Sometimes gossip masquerades as neighborly concern. People repeat negative details of an intimate nature, clucking away in dismay over the problems and foibles of the third party. And all the time they justify themselves because they are simply repeating the sad truth. It reminds me of a book review where one of the characters, a confirmed gossip, was described as being “radiant with sorrow” whenever she learned of someone else’s troubles.
A major problem with gossip—even “true” gossip—is that usually only words and actions are reported. Motives, extenuating circumstances, and later repentance or correction frequently go unreported. When motives are included in the tale, they generally are guessed at. And there is a common human tendency to attribute to other people motives that will justify our feelings toward those people. If the tale bearer is sympathetic toward the subject, the attributed motives are pure. If there is no sympathy, base motives get the credit.

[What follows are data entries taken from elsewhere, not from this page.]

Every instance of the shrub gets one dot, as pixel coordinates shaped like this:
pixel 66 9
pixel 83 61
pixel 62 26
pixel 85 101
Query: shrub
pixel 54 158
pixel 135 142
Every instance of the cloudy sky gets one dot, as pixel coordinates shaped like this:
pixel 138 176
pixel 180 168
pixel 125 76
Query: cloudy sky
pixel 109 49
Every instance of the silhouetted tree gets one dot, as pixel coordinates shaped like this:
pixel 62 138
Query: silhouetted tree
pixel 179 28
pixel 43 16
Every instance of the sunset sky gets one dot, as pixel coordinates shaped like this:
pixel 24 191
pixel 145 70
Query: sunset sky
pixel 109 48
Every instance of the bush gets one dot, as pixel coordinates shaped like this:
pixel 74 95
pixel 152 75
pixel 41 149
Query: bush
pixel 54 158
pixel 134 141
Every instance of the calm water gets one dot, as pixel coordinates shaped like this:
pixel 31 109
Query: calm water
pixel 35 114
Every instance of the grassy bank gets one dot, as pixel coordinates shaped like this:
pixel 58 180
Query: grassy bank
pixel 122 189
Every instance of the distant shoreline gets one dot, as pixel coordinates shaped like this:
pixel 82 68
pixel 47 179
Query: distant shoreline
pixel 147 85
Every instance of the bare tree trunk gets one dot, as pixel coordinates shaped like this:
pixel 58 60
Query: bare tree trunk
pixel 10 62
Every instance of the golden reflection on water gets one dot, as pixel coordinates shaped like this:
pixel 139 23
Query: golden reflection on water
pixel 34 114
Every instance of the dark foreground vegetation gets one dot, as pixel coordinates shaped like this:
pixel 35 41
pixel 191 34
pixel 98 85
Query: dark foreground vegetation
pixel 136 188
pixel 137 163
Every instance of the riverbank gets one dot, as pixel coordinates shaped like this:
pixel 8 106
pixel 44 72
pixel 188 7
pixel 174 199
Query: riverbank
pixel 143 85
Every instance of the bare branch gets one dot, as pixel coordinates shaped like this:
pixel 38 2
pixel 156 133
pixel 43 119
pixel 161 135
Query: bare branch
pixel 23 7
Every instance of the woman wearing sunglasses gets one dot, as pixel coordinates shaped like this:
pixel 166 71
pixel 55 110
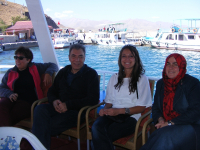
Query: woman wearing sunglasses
pixel 176 109
pixel 20 86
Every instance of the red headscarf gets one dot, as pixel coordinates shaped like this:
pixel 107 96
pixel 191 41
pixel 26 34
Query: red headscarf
pixel 170 86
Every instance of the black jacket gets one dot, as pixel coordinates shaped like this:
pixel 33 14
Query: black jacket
pixel 186 101
pixel 83 91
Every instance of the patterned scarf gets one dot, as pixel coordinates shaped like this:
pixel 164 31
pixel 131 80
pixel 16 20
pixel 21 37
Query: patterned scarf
pixel 170 86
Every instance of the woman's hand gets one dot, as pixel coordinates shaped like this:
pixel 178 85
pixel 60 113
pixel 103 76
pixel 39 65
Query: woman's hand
pixel 47 79
pixel 59 106
pixel 13 97
pixel 161 123
pixel 111 111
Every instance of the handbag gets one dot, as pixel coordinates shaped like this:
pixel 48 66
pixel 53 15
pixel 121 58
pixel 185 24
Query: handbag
pixel 119 118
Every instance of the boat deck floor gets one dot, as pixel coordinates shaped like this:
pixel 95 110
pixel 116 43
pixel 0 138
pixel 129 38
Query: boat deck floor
pixel 60 143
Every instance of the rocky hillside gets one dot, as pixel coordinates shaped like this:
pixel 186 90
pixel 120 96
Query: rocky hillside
pixel 10 9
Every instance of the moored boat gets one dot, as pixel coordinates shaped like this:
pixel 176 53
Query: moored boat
pixel 114 36
pixel 63 41
pixel 178 38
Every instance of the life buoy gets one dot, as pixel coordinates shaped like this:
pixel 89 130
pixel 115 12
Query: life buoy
pixel 180 30
pixel 195 30
pixel 158 43
pixel 167 45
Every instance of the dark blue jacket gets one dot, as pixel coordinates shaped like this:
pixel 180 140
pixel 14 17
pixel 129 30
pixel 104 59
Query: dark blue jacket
pixel 186 101
pixel 83 91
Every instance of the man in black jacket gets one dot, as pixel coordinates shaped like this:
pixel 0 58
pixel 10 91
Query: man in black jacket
pixel 75 86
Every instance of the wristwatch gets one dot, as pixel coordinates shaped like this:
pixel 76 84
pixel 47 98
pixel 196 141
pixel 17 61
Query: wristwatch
pixel 169 123
pixel 127 111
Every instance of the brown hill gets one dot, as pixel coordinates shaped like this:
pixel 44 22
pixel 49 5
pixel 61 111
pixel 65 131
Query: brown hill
pixel 10 9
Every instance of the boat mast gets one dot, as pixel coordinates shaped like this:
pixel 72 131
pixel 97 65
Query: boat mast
pixel 42 31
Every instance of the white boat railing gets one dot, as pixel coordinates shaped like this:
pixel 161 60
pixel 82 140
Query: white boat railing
pixel 98 71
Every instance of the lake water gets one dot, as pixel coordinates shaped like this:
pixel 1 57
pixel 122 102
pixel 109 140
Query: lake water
pixel 106 58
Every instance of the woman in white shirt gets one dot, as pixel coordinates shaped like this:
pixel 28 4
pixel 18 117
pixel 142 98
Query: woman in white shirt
pixel 127 96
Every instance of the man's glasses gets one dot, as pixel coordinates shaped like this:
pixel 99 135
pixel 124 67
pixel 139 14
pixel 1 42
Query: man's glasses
pixel 19 57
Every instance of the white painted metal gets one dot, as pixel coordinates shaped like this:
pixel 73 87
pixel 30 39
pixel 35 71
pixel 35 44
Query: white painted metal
pixel 42 31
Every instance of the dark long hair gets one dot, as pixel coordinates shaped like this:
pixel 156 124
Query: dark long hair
pixel 136 73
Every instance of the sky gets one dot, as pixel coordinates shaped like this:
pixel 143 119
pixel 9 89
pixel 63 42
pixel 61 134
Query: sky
pixel 116 10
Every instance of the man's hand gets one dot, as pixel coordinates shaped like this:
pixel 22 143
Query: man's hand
pixel 112 111
pixel 109 111
pixel 59 106
pixel 47 79
pixel 13 97
pixel 161 123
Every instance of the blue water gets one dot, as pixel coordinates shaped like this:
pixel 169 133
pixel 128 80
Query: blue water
pixel 106 58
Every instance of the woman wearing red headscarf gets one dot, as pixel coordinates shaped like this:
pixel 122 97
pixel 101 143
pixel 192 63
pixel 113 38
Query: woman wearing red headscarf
pixel 176 109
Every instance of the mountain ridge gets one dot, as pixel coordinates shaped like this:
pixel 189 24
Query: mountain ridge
pixel 137 25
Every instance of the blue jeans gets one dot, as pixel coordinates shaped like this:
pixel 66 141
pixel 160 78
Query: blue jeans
pixel 105 131
pixel 47 122
pixel 174 137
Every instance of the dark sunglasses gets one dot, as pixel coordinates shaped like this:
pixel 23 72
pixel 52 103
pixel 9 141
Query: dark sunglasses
pixel 20 57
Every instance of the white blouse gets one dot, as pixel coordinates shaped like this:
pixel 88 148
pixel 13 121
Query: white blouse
pixel 123 99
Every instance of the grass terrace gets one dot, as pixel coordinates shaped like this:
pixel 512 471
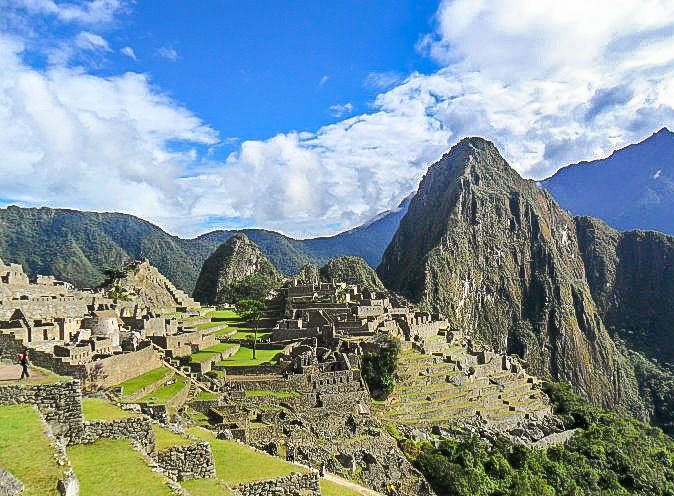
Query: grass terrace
pixel 244 357
pixel 329 488
pixel 26 451
pixel 112 468
pixel 206 487
pixel 167 439
pixel 132 386
pixel 275 394
pixel 208 353
pixel 236 463
pixel 100 409
pixel 165 393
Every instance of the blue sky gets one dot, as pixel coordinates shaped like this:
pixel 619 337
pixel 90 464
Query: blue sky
pixel 310 117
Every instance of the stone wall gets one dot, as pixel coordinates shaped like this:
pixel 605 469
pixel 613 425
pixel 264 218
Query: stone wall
pixel 294 484
pixel 192 461
pixel 138 429
pixel 60 404
pixel 118 368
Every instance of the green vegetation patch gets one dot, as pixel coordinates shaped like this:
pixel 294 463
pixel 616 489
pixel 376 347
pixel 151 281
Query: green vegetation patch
pixel 206 396
pixel 244 357
pixel 132 386
pixel 26 452
pixel 329 488
pixel 236 463
pixel 165 438
pixel 609 455
pixel 165 393
pixel 208 353
pixel 100 409
pixel 275 394
pixel 112 468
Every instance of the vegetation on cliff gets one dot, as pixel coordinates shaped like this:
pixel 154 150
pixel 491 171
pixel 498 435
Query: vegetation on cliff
pixel 236 270
pixel 609 455
pixel 351 270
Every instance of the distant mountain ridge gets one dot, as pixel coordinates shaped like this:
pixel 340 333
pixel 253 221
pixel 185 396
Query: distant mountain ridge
pixel 76 246
pixel 631 189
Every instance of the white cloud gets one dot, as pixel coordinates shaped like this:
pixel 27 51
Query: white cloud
pixel 90 41
pixel 84 12
pixel 340 110
pixel 75 140
pixel 382 80
pixel 168 53
pixel 551 83
pixel 129 52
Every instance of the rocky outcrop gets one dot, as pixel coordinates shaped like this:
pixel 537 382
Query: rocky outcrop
pixel 351 270
pixel 236 267
pixel 502 261
pixel 309 274
pixel 141 282
pixel 9 485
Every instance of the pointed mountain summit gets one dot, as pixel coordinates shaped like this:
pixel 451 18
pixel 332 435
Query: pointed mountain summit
pixel 631 189
pixel 237 269
pixel 501 260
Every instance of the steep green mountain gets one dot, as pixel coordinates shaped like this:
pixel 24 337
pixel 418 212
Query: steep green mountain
pixel 631 189
pixel 76 246
pixel 235 270
pixel 352 270
pixel 501 260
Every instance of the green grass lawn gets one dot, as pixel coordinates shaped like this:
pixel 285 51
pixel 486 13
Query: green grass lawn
pixel 208 353
pixel 165 393
pixel 206 396
pixel 26 452
pixel 112 468
pixel 134 385
pixel 206 487
pixel 46 377
pixel 236 463
pixel 99 409
pixel 165 438
pixel 223 314
pixel 245 357
pixel 275 394
pixel 329 488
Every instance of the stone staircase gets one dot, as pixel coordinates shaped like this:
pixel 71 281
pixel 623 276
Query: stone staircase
pixel 453 383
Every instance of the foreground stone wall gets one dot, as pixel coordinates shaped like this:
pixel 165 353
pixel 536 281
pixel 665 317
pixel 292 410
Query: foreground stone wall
pixel 60 404
pixel 294 484
pixel 193 461
pixel 138 429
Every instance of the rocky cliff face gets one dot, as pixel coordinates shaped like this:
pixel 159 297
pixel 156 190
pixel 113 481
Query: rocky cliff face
pixel 497 255
pixel 631 276
pixel 352 270
pixel 235 268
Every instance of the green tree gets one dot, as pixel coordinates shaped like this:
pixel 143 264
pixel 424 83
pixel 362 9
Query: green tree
pixel 379 368
pixel 251 310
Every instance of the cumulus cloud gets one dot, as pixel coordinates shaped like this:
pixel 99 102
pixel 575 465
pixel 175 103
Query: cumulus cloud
pixel 382 80
pixel 129 52
pixel 168 53
pixel 85 12
pixel 341 109
pixel 75 140
pixel 551 83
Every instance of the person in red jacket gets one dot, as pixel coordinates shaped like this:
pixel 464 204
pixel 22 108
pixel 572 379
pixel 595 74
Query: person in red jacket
pixel 23 361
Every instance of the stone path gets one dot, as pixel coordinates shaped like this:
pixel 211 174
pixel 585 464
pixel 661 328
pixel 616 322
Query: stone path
pixel 350 485
pixel 10 373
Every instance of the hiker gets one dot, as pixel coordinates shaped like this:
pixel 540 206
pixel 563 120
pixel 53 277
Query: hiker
pixel 23 360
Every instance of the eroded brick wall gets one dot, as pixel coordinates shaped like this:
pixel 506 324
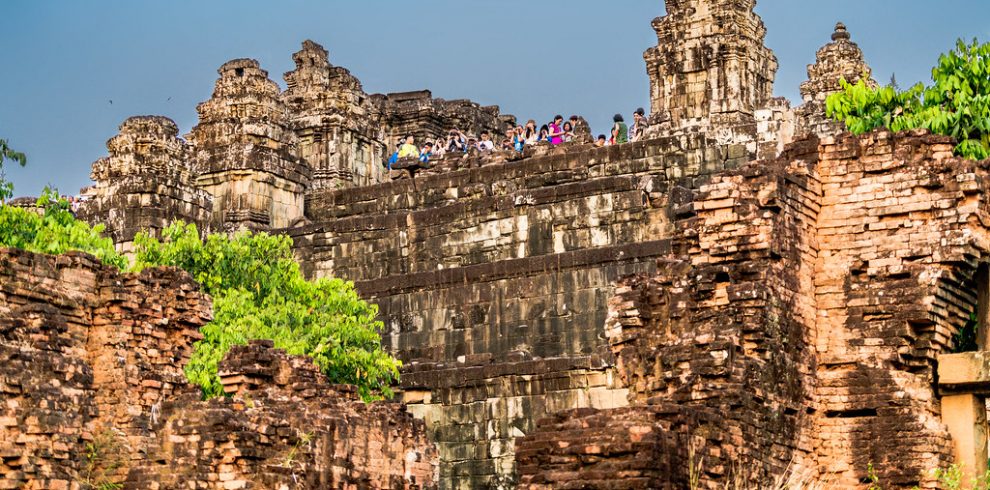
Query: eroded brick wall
pixel 285 427
pixel 901 230
pixel 494 281
pixel 805 300
pixel 86 350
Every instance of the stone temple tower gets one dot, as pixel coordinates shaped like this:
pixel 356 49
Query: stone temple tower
pixel 145 183
pixel 339 136
pixel 837 60
pixel 246 154
pixel 710 67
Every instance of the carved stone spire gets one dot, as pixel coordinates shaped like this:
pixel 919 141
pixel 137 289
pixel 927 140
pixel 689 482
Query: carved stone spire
pixel 333 117
pixel 710 65
pixel 247 154
pixel 145 183
pixel 838 59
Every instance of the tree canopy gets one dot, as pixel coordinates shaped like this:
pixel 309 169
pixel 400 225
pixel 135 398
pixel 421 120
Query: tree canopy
pixel 957 103
pixel 259 293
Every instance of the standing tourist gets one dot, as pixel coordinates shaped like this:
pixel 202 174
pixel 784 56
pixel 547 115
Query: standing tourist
pixel 519 139
pixel 532 134
pixel 409 150
pixel 620 132
pixel 557 131
pixel 639 125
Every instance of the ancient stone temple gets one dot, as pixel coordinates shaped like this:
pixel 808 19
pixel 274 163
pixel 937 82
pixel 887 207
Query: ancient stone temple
pixel 146 182
pixel 426 118
pixel 336 123
pixel 710 68
pixel 747 298
pixel 245 152
pixel 838 60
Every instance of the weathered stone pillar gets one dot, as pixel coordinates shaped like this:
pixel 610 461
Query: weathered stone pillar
pixel 246 154
pixel 335 121
pixel 146 183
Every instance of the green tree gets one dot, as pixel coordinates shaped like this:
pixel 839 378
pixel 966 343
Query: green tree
pixel 957 103
pixel 259 293
pixel 6 153
pixel 54 231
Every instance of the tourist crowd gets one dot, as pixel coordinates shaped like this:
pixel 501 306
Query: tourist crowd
pixel 556 132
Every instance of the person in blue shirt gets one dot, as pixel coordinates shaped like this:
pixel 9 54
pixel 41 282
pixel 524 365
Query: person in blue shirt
pixel 426 152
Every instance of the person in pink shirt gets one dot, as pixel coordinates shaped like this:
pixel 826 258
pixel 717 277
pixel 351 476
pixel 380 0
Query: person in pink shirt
pixel 556 130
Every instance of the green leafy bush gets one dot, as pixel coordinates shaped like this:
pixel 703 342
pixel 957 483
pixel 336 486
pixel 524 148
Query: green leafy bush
pixel 55 231
pixel 957 104
pixel 7 153
pixel 259 293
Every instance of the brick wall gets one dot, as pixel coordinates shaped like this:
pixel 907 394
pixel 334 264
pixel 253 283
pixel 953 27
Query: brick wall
pixel 805 300
pixel 494 280
pixel 86 350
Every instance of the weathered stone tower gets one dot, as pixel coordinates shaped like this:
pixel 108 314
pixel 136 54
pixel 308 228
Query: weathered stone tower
pixel 838 60
pixel 711 66
pixel 146 182
pixel 246 153
pixel 338 132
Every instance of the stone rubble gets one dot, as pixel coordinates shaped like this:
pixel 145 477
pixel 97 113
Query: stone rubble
pixel 746 295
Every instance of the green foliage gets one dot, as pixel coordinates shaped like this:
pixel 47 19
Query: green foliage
pixel 6 153
pixel 54 231
pixel 957 104
pixel 259 293
pixel 965 338
pixel 105 455
pixel 873 478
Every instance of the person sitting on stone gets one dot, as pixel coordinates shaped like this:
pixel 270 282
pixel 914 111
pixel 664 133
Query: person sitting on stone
pixel 544 133
pixel 620 132
pixel 426 152
pixel 639 126
pixel 568 135
pixel 486 143
pixel 456 142
pixel 532 134
pixel 519 139
pixel 408 149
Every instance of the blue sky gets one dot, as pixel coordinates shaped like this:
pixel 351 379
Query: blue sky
pixel 65 60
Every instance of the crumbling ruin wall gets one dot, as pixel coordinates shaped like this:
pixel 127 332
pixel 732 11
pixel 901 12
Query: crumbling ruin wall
pixel 285 427
pixel 493 281
pixel 86 351
pixel 805 300
pixel 901 230
pixel 713 347
pixel 92 392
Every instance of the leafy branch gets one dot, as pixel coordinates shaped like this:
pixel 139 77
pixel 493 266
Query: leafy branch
pixel 957 104
pixel 6 153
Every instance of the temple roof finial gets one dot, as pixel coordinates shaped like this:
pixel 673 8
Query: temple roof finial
pixel 840 32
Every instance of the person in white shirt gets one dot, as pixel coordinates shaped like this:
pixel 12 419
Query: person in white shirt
pixel 486 143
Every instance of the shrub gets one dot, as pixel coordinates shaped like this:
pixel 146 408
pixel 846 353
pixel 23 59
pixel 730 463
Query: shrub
pixel 259 293
pixel 55 231
pixel 957 103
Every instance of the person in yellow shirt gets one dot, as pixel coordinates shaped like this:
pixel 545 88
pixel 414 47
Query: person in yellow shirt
pixel 409 150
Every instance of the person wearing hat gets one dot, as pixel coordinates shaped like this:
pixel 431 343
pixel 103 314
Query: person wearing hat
pixel 620 132
pixel 426 152
pixel 409 150
pixel 639 125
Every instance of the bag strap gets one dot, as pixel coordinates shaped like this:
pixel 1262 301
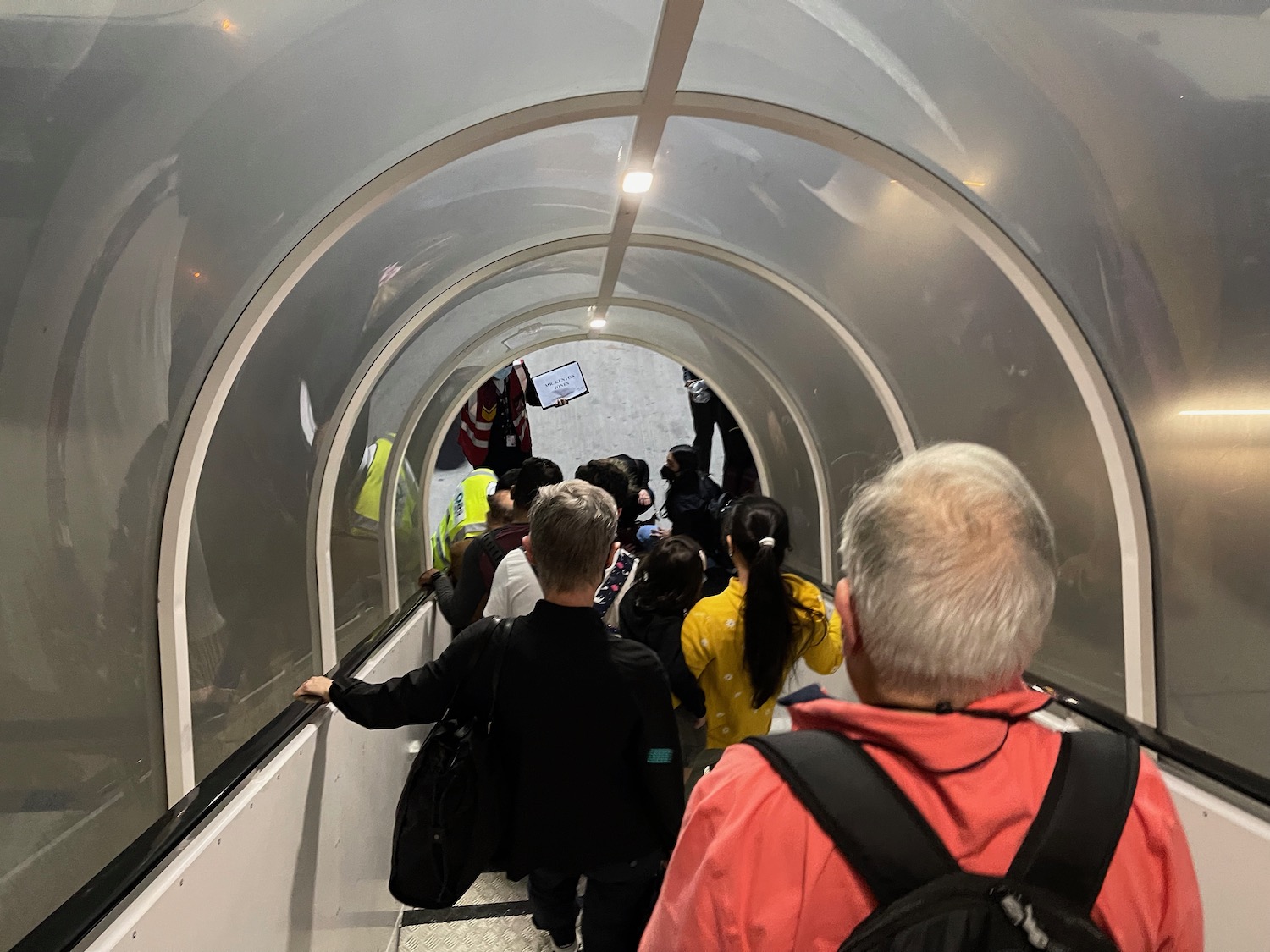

Of course we should show concern for one another. And there is a place for exchanges of information. But we ought to be cautious; we ought to examine our motives and think carefully before we speak. Once something is made public, it cannot be recalled. And when information is wrongfully used, deep harm can be done to individuals and institutions. So much strife and discontent can be avoided when we learn to keep confidences. “Where no wood is, there the fire goeth out: so where there is no talebearer, the strife ceaseth.” (Prov. 26:20.)
The manner in which we handle information says as much about our maturity and integrity as does the way we handle money. Frequently, our value in the service of the Lord depends upon how dependable we are, not only in our willingness to work, but in our ability to safeguard information. The person who can be safely entrusted with information is as well-respected as one who can be trusted with material goods.
By using good judgment in our communications, we can strengthen our common bond of trust. When we are prudent in our speech, we provide fewer opportunities for the Adversary to cause divisions among us and fewer chances for our enemies to work against us.
The gift of speech, the ability to communicate, is part of our divine inheritance, and we misuse it only to our detriment. “… Every idle word that men shall speak, they shall give account thereof in the day of judgment.
“For by thy words thou shalt be justified, and by thy words thou shalt be condemned.” (Matt. 12:36–37.)